Seven or more years in software QA engineering, with at least two years personally testing AI or ML systems. You have written test cases against LLM outputs, built evaluation pipelines from scratch, and know the difference between a flaky test and a genuinely non-deterministic system. You are fluent in Python and have built automated suites using pytest, Playwright, or Selenium. You have hands-on experience with RAGAS, DeepEval, LangSmith, or comparable evaluation tooling—not just familiarity with the names.
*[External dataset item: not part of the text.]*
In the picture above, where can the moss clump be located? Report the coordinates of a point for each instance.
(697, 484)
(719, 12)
You can trace a failure from the application layer to infrastructure and know enough about Azure, async systems, and REST APIs to do it without waiting on an engineer to walk you through it. You have integrated QA gates into CI/CD pipelines and owned the process end to end. Experience in fintech, banking, or another regulated environment is a strong advantage. Familiarity with document processing pipelines, multi-agent architectures, RAG validation, or observability tooling such as Arize or Langfuse puts you ahead. You are not here to manage. You are here to build and test.

What Success Looks Like

In your first 90 days: a diagnostic of current test coverage shared with engineering leadership, an evaluation framework running against at least one AI-powered workflow that you built yourself, and quality gates live in CI/CD. In your first six months: regression baselines established for model behavior, SOC 2 test artifacts documented and audit-ready, and the test suite running on every release without manual intervention. At one year: the function is staffed, coverage scales with every product release, and quality is a first-class input to every deployment decision. The work you did personally is the foundation the team builds on.